Lifestyle Articles

Soap Base: More Than You Ever Wanted to Know

Feb 7th 2013

Soap Base: More Than You Ever Wanted to Know

Feb 7th 2013

Ever find yourself scrub-a-dub-dubbing in the bath or shower, musing upon the origin of intelligent life in the universe and how they make soap? Well, as far as the first question goes, the jury is still out on whether there is indeed intelligent life in the universe. But we can certainly answer your questions about soapmaking.

Soap base is made by mixing fat with an alkali, a process called saponification. In the old days soapmakers used the ashes of plants like the soapwort and barilla for the alkali. But ever since Nicolas Leblanc figured out how to synthesize the active ingredient, sodium hydroxide (a.k.a. lye), in late 18th c. France, that’s what everyone’s been using.
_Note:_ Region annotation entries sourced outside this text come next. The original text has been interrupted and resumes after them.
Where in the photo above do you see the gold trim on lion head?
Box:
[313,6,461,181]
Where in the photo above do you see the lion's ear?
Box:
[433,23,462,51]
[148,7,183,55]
When it comes to which fat to use, however, there are still lots of options: saturated, unsaturated, poly, mono, animal, vegetable.

Most soaps are made from a tallow base (that’s right, animal fat…whence comes the expression “soap rendering”). It doesn’t matter how many flowers are on the package, or even how transparent the bar is, unless it specifically says “vegetable base” it’s probably tallow.

Why tallow? It’s cheap. It makes a great base for soap. And people have been using it for soap ever since Phoenicians started boiling up goat fat with wood ashes about 2500 years ago. (The first solid soap bar was made in the Middle East around the 8th century.)

We have a preference, aesthetic and otherwise, for soaps with a vegetable-base, which tend to be made with a blend of 80% palm oil and 20% coconut oil, but can also contain olive and/or other vegetable oils. The base for true Castile soaps, for example, is primarily olive oil, as is the base of our Jardin d’Olivier soap.

How about glycerine soaps? Well here’s a little-known fact: You don’t have to add glycerine to make a glycerine soap base. You just have to leave it in! When you mix fat with lye, the reaction creates about 93% soap and 7% glycerine. Usually all but about 1/2% of that glycerine is removed. In glycerine soap, it’s left in (and, occasionally, more is added to bring that level up to around 10%). Also, just because the soap is clear doesn’t mean it has a vegetable base.

What’s a superfatted soap? One where they’ve added additional oil or fat (often lanolin) to the base after saponification. How about Castile soap? A soap with a base that’s primarily olive oil and made in the Castile area of Spain. (Unless, of course, it’s just a soap word with the word “Castile” on the label).